6. Workloads that are really about analytics, not transactions
If the dominant query pattern is “scan large slices of historical data and aggregate,” you have an analytical workload, and the right answer is an analytical engine: ClickHouse, DuckDB, BigQuery, Snowflake, depending on your scale and budget. Putting analytical scans on a transactional engine — any transactional engine, RedDB included — gets you a much worse cost-per-query than the dedicated tool, and you lose the columnar storage and vectorized execution that make analytical engines fast.
The mixed shape (some OLTP, some analytical) is real and is one of the places RedDB is genuinely interesting, but the threshold is “the analytical queries are a minority that need to see fresh transactional data.” If your analytical queries are the majority of your workload and they can tolerate a 5-minute replication lag from a source-of-truth OLTP store, the two-engine answer (Postgres → ClickHouse via CDC) is cheaper and more performant.
7. You already have the four engines and they are working
If you are currently running Postgres + Elasticsearch + Pinecone + Redis and the team is happy, the on-call is quiet, and your latency numbers are within budget — do not migrate. The “small-team unlock” story for RedDB (we wrote a separate post on the ops math) is about teams who would otherwise adopt four engines. The cost of migrating an already-working four-engine stack is almost never recovered by the operational simplification, because the migration itself burns the budget that would have funded the simplification.
The rule of thumb we use internally: a migration earns its budget back if it is paying down a problem the team is currently losing sleep over. If nobody is currently losing sleep, leave the stack alone and spend the engineering time on features.
8. Strict regulatory requirements naming a specific engine
A small number of regulated industries have certifications that name specific database engines, or specific cloud-managed offerings, in the compliance scope. If your auditor’s checklist says “Postgres with FedRAMP-authorized hosting” and RedDB is not on that list, the cost of getting it added to the authorized boundary exceeds the value, period. Use the named engine.
This is not a knock on the engine — it is a recognition that compliance scopes are slow-moving by design, and a database choice is not the right place to spend novelty budget when an auditor is in the loop.
The shapes where RedDB does earn its keep
For balance, here is the inverse list — shapes where the multi-model story actually pays off:
- RAG workloads where the embedding must stay consistent with the source document on every write (the drift-window problem). Long-form version of the argument here.
- Agent memory layers where episodic events, semantic facts, and procedural caches are written and read together in the same request.
- Search-over-mutable-data products where the search index lagging the source by even seconds is a user-visible bug.
- Multi-tenant SaaS with per-tenant isolation where running N copies of four engines is cost-prohibitive but per-tenant rows in one engine is tractable.
- Small teams (2–5 engineers) who would otherwise stand up four engines — the ops cost math flips here, not at high scale.
If you are not in one of those shapes, the honest answer is the boring one.
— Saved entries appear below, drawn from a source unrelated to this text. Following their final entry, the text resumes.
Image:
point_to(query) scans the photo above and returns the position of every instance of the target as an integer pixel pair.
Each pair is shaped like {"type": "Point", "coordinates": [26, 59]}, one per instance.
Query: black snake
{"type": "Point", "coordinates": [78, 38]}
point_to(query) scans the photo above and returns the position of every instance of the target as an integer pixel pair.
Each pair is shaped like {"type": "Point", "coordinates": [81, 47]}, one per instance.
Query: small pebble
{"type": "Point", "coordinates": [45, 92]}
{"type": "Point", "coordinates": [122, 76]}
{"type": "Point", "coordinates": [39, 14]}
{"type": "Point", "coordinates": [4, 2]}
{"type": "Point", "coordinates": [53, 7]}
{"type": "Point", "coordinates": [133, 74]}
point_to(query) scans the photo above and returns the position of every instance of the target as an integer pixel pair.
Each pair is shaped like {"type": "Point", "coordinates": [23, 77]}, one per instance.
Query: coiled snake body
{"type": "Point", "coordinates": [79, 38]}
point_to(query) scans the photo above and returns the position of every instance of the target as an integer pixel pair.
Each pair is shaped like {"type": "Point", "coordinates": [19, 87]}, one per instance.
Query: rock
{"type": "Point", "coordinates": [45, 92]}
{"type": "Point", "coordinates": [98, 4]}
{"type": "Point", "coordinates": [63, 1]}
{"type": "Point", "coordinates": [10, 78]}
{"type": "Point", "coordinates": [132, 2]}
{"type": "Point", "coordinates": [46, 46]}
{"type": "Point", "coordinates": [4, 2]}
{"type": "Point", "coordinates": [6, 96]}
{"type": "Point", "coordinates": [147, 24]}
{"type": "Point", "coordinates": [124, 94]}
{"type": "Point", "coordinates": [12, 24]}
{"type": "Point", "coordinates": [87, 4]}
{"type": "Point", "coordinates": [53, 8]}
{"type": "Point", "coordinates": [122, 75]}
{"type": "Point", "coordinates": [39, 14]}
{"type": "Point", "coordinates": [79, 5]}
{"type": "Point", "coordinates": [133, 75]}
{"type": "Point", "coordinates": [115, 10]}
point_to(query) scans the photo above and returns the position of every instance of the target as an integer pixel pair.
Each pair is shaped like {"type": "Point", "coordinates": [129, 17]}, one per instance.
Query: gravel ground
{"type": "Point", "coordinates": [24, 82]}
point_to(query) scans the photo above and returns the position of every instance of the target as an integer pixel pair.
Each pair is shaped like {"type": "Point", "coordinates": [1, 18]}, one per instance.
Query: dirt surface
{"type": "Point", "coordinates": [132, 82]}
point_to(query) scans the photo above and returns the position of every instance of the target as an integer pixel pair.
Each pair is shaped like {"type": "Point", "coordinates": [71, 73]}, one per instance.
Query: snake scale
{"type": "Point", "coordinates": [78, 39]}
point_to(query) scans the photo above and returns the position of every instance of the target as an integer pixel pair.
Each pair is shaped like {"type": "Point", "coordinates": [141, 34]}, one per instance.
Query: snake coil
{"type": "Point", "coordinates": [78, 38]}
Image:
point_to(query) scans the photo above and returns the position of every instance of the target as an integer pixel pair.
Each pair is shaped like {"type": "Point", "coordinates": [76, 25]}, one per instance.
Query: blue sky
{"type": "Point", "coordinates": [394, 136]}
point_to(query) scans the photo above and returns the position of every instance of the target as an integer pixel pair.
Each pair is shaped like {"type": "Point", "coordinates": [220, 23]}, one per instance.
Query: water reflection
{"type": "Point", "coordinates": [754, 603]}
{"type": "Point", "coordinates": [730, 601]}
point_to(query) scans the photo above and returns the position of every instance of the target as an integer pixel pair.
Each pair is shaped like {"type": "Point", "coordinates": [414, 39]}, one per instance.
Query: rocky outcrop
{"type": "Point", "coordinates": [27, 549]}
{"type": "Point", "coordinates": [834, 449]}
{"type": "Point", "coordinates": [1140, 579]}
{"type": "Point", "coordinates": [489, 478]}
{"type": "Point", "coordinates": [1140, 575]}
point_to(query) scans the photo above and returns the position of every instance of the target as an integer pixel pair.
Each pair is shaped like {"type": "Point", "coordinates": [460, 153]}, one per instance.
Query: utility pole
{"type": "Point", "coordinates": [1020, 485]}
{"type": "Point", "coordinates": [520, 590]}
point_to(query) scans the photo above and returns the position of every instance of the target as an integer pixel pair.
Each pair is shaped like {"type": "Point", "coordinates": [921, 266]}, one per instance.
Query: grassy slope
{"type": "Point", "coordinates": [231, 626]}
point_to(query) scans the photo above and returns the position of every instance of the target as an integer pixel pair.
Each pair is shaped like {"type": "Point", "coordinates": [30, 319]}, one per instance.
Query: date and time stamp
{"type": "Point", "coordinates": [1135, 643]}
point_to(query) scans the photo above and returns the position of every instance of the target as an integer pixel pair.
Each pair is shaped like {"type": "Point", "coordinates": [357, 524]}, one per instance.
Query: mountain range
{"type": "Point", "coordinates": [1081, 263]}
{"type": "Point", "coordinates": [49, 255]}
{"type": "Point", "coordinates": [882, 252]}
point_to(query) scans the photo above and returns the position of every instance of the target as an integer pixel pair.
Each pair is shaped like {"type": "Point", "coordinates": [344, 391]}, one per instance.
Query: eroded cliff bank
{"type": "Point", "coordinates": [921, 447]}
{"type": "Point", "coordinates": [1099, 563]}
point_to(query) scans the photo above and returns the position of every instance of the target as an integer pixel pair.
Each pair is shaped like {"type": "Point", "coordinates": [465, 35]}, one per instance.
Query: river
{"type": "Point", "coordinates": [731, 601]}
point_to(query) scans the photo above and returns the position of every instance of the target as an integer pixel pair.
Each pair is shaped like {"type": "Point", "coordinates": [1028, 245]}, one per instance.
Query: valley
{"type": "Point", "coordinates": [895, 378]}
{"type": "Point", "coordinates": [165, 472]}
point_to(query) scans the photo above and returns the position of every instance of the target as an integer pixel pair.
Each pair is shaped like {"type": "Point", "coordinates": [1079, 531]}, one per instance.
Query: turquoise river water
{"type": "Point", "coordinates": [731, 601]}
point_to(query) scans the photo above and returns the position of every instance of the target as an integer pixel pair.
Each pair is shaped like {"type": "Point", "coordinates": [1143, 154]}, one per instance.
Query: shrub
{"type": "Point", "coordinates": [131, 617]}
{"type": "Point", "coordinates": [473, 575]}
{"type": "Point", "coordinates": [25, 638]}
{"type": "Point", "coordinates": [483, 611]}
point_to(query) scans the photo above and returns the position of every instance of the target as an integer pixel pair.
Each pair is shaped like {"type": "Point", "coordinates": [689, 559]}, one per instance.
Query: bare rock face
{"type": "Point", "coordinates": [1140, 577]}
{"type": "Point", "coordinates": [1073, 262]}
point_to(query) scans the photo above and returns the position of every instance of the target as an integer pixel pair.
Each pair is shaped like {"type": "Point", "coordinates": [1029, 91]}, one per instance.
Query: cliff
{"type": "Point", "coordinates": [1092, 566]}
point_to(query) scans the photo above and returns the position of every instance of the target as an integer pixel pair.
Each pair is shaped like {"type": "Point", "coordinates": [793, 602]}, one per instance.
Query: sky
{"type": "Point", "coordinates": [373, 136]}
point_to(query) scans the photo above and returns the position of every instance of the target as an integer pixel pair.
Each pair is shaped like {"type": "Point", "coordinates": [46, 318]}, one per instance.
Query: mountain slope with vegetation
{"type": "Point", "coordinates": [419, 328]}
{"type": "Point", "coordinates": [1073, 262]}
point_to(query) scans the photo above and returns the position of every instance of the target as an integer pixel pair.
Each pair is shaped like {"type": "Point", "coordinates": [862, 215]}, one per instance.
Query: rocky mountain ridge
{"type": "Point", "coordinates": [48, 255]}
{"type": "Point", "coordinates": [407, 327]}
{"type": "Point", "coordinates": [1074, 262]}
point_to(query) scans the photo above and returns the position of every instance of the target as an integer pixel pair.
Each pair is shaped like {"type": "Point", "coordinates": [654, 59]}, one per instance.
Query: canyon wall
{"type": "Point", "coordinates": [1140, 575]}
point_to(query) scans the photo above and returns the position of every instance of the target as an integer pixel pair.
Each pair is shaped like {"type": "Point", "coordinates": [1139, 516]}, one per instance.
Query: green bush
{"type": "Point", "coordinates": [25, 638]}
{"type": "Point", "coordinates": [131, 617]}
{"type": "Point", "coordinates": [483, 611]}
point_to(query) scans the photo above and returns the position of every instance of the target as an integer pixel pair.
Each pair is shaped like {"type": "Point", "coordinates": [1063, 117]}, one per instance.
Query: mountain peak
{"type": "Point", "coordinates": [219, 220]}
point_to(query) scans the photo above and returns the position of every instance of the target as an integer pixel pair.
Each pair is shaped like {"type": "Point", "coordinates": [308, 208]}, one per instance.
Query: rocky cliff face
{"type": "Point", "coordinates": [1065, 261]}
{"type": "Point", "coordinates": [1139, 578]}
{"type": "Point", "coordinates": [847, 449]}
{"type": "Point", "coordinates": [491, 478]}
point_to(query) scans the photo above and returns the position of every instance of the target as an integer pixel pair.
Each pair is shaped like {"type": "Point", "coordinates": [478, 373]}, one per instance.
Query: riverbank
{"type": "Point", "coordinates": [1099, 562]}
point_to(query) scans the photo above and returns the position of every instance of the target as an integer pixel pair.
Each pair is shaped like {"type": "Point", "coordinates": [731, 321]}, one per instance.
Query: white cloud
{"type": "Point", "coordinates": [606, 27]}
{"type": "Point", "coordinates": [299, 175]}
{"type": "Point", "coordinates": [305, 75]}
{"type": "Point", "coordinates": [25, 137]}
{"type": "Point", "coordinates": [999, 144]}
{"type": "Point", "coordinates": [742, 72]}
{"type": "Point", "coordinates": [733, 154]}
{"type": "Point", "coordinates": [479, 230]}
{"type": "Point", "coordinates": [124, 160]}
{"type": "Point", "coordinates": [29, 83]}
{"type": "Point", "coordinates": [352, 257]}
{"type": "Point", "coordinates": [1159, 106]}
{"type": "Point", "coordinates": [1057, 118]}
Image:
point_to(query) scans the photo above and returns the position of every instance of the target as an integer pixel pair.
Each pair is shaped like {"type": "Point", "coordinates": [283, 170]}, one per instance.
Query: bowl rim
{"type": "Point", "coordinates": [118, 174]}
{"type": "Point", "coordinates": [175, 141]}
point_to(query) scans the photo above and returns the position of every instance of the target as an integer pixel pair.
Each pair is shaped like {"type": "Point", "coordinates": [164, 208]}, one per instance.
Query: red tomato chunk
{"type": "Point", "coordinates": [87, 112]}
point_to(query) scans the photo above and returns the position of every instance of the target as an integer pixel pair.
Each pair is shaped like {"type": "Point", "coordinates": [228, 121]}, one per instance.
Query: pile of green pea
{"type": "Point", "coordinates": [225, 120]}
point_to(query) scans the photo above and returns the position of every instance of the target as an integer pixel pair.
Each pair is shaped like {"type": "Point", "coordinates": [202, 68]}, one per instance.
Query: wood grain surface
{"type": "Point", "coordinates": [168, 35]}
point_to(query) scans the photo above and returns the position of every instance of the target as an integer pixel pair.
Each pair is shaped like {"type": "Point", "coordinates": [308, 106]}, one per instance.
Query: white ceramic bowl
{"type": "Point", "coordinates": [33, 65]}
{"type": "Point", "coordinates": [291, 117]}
Save the migration for a problem that needs it.
TL;DR
Stay on what you have if:
- One storage shape, no vectors, no documents → Postgres.
- Embedded / single-process → SQLite.
- Two shapes that never need to be consistent → two databases and an event bus.
- Two-person team, tiny write volume → whatever your hosting provider runs.
- Risk-averse org with hard maturity requirements → Postgres.
- Analytics-dominant workload → ClickHouse / DuckDB / BigQuery.
- Four engines that are working and quiet → leave them alone.
- Auditor named a specific engine → use the named engine.
We will be here when one of the inverse shapes shows up.